Desde su declaración como Geoparque Mundial por la Unesco en 2020, Gorafe ha capturado la atención de aquellos que buscan un entorno natural poco intervenido. Su geografía se divide en dos áreas principales: el desierto de Los Coloraos, que evoca al Gran Cañón del Colorado, y las Bad lands, famosas por sus chimeneas de hadas y cañones que recuerdan a los paisajes de la Capadocia turca. Para explorar este entorno singular, se recomienda optar por visitas guiadas en vehículos 4x4, ya que el acceso puede resultar complicado debido a la falta de señalización en las carreteras.

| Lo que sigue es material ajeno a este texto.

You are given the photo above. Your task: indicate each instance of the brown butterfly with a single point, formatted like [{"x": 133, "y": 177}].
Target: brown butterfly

Además de su impresionante geografía, Gorafe es un importante enclave arqueológico, albergando la mayor concentración de dólmenes de España y una de las más significativas de Europa, con un total de 81 megalitos distribuidos en diversas necrópolis. El poblado argárico del Cerro del Culandrillo ha aportado importantes hallazgos históricos, como cerámica y objetos de bronce, que ofrecen un vistazo al pasado de estas tierras. Las viviendas trogloditas, que se integran perfectamente en el paisaje, son otro de los atractivos del lugar, reflejando la adaptación de sus habitantes al entorno. Con cielos despejados y una rica biodiversidad, Gorafe se presenta como un destino ideal para quienes buscan aventura y conexión con la naturaleza.